My foot was hidden somehow, sunk into the down mattress. I lifted it and saw that there was nothing there but a stump, bound thickly. Just below the knee my foot and calf were gone.

“What have you done to me?” I cried.

“You didn’t want that old thing,” Mabbot said. “It smelled so bad even the sharks won’t eat it. What a bother. Your escape attempts aren’t so good for your health; let’s skip them altogether from now on.”

“Fiends! Devils!” I tried to rise, but Feng placed his palm on my forehead and pinned me where I was. I swept my hand across my body to remove the needles and incense.

“These good men have performed a miracle,” said Mabbot.

“Took my foot!”

“The surgeon took your foot and promised me you’d be dead in a day. You are not dead. You owe that to the twins and their medicine.”

“Return my foot!”

“Well,” Mabbot said. “Our guest is unsatisfied with our hospitality. Get him out of here.”

After plucking their machinations from my skin, the twins lifted me toward the door.

“Wedge,” Mabbot called, stopping us. “Don’t imagine that you’re excused from your contract. Now more than ever we must stick to our tasks. I’ll give you a week to collect yourself; the following Sunday I shall dine as usual.” I saw then that her cheeks were blistered and her arm was bandaged from the battle.

“I’ll pitch myself into the sea before feeding you again!” I spat.
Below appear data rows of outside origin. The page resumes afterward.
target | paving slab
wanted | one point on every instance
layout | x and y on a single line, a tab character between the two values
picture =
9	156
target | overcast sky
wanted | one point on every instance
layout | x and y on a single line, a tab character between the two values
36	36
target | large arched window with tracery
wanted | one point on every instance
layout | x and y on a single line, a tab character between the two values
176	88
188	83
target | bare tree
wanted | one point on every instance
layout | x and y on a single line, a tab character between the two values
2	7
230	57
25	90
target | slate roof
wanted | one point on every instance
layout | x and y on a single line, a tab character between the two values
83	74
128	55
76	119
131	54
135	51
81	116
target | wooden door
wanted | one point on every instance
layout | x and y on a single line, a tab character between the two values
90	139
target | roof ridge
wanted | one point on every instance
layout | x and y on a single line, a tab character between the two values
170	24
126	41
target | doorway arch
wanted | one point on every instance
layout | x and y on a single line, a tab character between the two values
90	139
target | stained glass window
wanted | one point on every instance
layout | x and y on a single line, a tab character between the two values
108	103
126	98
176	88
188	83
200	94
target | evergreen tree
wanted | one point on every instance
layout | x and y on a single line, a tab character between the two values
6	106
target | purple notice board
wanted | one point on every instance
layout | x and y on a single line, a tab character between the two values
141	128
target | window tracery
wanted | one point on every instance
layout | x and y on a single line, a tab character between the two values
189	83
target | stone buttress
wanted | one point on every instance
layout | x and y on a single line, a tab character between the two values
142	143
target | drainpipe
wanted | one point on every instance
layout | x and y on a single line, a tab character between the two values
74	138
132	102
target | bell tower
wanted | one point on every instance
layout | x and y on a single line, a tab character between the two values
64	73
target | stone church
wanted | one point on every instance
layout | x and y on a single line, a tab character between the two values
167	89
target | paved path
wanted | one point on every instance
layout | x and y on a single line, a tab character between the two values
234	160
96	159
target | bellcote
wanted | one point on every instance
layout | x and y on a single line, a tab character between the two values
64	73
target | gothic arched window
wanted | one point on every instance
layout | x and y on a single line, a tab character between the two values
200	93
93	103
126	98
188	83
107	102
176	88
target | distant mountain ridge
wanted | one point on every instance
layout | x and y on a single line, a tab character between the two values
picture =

“Of course, that is your choice. Oh, and the men will gossip about your time here. If you encourage any untoward rumors, I’ll rip your equipment off to verify your story.”

Leaning upon Joshua once again, I saw, on my way from Mabbot’s cabin, that we were anchored in a river surrounded by lush jungle. The ship was in pieces, the bowsprit cut entirely away, its lines loose in the wind, and a great log on the main deck was being lathed to replace her. Men sat in circles repairing the sails, which were beginning to look like a child’s first quilt.

I was locked in my cell, dim and cramped after Mabbot’s luxurious cabin. Over the course of the next few days, I mostly slept. My fever returned in fits. Joshua appeared to wet my forehead with rags, to empty my chamber pot, and to feed me gruel and more of the bitter sauce that the twins concocted.